47

Im nächsten Augenblick wurde Wil Ohmsford gewahr, daß er Amberle nicht mehr sehen konnte. Zuerst zauderte er, da er glaubte, seine Augen spielten ihm Streiche, das Feuer verberge sie in seinem Spiel aus scharlachrotem Licht und zuckenden Schalten. Er glaubte, sie müsse immer noch dort auf dem Felssockel stehen, wo sie eben gestanden hatte. Doch wenn das zutraf, wie kam es dann, daß er sie nicht sehen konnte? Er wollte gerade zum Blutfeuer laufen, um sich Gewißheit zu verschaffen, da hörten sie alle drei den Schrei — schrill und schrecklich gellte er durch die Stille. »Wisp!« flüsterte Eretria voller Entsetzen. Sie war schon auf dem Weg zum Tunnel, als Wil sie einholte und rasch zurückriß zum Feuer. Hebel folgte ihnen, eine Hand in Drifters zottigem Fell. Der große Hund knurrte warnend. Dann vernahmen sie, wie etwas durch den Wasserfall glitt. Nicht Wisp, das wußte Wil. Dies war ein anderer; ein Wesen, das viel größer war als Wisp. Das war dem Geräusch zu entnehmen. Und wenn es nicht der kleine Irrwisch war, dann … Drifters Nackenhaare sträubten sich, und der Hund kauerte sich knurrend nieder. »Hinter mich!« Wil winkte Eretria und den alten Hebel zurück.

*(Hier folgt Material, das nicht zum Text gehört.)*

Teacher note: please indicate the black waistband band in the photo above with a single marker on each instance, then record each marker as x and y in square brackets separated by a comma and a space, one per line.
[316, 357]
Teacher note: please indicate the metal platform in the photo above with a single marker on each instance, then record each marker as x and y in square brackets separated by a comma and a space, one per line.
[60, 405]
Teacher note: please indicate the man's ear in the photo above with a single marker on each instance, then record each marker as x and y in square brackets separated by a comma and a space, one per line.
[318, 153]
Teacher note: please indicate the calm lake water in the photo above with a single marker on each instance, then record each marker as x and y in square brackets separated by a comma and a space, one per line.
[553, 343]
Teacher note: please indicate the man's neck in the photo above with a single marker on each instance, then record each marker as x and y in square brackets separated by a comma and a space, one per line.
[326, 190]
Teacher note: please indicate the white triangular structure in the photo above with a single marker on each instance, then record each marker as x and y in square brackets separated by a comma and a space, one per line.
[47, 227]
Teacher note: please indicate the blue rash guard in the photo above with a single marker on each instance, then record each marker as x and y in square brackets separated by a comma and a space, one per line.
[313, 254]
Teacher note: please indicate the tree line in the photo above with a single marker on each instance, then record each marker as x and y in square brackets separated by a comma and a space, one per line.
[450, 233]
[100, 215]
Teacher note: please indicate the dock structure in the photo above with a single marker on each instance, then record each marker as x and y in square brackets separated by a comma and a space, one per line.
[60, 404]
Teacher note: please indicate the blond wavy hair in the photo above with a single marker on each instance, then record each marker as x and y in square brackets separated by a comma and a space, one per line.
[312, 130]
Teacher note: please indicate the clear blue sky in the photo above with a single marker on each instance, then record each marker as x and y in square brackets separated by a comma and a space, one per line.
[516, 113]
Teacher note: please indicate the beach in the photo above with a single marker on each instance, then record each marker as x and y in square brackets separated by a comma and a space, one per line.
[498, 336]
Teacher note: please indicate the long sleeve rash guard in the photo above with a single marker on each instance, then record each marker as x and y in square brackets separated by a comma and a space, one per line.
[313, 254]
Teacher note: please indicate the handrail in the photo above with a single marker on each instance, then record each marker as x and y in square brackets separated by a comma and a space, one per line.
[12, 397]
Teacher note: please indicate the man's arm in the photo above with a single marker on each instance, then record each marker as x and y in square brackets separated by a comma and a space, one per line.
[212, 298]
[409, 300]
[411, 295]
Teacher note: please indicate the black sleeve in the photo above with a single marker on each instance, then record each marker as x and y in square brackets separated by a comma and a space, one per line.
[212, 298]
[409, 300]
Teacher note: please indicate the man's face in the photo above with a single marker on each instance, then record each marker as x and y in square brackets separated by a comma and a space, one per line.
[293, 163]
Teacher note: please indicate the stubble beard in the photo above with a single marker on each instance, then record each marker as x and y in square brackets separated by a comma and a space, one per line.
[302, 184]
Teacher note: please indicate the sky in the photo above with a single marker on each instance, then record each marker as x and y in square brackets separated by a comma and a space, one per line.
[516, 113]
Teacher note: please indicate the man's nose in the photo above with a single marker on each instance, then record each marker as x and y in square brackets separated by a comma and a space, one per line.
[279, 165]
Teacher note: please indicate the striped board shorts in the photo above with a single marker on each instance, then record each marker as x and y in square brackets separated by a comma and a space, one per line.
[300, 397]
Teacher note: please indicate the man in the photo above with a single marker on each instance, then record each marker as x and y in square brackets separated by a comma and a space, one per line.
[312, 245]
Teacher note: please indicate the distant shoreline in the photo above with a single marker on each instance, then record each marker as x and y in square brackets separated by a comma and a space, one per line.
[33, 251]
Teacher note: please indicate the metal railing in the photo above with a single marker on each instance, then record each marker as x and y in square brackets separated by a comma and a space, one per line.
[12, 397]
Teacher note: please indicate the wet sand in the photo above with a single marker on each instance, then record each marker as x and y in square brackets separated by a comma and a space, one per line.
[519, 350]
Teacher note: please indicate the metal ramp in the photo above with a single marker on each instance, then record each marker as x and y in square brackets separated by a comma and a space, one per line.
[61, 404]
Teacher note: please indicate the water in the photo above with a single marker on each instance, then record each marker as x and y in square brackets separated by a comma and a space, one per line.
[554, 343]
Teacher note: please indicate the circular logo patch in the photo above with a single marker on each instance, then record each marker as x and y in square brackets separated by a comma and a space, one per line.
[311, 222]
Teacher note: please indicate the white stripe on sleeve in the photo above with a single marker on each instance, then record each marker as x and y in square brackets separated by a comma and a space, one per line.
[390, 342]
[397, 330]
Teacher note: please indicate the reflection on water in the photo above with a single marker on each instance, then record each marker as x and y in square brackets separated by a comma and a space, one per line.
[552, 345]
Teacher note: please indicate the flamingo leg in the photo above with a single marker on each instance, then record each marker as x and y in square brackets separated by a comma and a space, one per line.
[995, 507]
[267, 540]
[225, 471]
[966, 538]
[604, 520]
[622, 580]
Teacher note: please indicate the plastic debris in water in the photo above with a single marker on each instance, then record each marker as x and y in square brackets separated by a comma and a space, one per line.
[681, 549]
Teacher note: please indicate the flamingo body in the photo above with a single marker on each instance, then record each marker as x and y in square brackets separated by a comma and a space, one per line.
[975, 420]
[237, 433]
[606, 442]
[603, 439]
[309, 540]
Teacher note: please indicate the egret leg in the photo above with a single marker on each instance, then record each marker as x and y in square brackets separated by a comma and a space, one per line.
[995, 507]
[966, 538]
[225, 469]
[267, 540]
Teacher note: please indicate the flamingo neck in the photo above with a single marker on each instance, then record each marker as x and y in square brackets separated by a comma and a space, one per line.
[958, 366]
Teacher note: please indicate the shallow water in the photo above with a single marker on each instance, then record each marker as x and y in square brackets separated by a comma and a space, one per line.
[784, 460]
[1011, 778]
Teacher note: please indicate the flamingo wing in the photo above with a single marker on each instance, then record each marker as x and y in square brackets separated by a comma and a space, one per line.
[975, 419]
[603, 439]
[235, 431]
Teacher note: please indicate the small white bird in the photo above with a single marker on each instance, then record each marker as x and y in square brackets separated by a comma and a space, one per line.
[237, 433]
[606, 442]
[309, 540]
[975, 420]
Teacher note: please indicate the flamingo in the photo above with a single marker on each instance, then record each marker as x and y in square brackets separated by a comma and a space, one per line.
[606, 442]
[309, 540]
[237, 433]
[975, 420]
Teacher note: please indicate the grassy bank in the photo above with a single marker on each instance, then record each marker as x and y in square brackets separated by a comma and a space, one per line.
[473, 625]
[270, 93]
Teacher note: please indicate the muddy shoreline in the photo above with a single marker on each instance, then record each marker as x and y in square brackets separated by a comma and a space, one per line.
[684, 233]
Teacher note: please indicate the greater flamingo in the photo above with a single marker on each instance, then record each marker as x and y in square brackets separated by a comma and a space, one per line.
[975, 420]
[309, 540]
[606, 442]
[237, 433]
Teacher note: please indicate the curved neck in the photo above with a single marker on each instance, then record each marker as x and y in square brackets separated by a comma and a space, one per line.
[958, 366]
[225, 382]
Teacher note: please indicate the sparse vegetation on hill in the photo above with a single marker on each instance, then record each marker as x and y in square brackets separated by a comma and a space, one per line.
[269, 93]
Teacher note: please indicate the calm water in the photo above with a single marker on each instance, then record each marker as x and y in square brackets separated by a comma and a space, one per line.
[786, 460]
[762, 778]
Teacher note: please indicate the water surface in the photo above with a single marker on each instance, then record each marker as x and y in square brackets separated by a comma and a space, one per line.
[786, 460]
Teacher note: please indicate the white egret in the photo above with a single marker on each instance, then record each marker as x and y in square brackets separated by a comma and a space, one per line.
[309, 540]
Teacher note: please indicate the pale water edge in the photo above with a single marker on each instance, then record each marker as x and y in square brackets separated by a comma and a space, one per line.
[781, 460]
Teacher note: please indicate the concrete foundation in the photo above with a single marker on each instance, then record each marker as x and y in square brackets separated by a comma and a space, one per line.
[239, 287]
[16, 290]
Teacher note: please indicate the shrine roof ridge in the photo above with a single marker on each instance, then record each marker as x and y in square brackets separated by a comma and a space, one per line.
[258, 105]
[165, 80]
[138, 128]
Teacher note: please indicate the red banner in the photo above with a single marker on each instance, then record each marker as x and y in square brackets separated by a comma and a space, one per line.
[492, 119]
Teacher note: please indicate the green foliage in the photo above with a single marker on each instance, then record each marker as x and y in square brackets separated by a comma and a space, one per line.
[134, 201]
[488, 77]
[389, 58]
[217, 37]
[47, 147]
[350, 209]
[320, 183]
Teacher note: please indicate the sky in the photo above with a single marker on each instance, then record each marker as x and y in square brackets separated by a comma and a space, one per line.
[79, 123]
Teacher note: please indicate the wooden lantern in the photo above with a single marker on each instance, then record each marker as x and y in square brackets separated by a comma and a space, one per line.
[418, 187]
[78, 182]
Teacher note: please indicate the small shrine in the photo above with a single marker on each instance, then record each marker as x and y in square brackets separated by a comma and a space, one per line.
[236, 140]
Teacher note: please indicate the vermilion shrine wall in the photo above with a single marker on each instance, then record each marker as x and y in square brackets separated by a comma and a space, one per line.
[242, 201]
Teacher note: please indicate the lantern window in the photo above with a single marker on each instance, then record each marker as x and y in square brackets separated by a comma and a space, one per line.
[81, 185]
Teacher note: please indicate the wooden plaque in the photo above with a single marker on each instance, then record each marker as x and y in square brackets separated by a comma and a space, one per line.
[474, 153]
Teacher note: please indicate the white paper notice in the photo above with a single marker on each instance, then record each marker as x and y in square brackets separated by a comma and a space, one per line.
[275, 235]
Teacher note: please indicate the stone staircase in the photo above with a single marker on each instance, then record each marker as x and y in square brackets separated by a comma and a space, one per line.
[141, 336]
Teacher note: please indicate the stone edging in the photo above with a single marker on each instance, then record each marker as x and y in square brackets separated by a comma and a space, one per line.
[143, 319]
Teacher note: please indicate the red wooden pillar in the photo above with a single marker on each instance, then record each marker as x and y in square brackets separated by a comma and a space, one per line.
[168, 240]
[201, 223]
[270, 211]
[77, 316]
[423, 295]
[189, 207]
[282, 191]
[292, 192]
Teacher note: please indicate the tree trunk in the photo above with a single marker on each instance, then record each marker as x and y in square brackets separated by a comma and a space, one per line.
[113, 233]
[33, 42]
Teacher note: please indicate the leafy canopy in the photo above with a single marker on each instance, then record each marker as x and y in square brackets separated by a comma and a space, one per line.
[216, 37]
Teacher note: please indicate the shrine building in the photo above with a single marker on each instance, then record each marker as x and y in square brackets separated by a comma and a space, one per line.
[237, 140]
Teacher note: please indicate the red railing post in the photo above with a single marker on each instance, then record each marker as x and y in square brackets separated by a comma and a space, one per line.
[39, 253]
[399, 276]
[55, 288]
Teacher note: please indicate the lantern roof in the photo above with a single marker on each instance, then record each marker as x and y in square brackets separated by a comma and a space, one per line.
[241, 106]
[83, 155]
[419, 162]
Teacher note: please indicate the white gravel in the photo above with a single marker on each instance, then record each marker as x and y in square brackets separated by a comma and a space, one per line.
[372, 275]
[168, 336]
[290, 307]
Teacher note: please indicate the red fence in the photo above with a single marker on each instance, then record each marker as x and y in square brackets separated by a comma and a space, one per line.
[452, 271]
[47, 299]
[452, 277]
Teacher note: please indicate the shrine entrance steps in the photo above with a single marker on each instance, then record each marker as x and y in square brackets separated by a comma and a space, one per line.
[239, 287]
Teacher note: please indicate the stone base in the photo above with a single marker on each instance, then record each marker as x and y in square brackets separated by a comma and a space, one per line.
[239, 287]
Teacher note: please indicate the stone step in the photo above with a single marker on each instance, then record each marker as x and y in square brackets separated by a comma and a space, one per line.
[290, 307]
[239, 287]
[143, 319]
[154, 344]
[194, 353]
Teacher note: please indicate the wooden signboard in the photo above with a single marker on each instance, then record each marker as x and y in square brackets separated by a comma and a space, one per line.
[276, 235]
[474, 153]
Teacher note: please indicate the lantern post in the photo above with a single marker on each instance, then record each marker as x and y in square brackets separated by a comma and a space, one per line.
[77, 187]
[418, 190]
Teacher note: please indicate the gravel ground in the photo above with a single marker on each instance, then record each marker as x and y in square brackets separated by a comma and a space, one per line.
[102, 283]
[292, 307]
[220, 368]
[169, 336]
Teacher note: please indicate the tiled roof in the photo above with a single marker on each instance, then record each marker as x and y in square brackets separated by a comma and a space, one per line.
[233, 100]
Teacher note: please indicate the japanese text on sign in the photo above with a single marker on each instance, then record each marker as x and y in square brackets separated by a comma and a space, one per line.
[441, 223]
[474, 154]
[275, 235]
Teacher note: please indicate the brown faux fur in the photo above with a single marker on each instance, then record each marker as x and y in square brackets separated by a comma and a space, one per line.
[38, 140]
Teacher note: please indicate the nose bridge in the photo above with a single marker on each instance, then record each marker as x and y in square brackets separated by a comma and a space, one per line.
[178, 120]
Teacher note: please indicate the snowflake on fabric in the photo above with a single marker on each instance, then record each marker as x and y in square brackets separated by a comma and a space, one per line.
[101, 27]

Schon griff Wil unter seinen Kittel und riß den Beutel heraus, in dem die Elfensteine lagen. Während er bis zum Rand des Felssockels zurückwich, auf dem das Blutfeuer loderte, zog er den Beutel auf. Die Augen unverwandt auf den Eingang zur Höhle gerichtet, holte er die Elfensteine hervor.

Es war der Raffer.

Sein Schatten fiel düster in die Höhle, so lautlos wie der wandernde Mond. Der Raffer bewegte sich wie ein Mensch, doch er war größer und massiger als ein gewöhnlicher Sterblicher, ein gewaltiges, unheimliches Wesen, größer noch als Allanon. Nichts war von ihm zu sehen außer den Gewändern und der Kapuze von der Farbe feuchter Asche, die ihn völlig vermummten. Als er aus dem Gang in die Höhle glitt, übergoß ihn das brennend rote Licht des Feuers wie Blut.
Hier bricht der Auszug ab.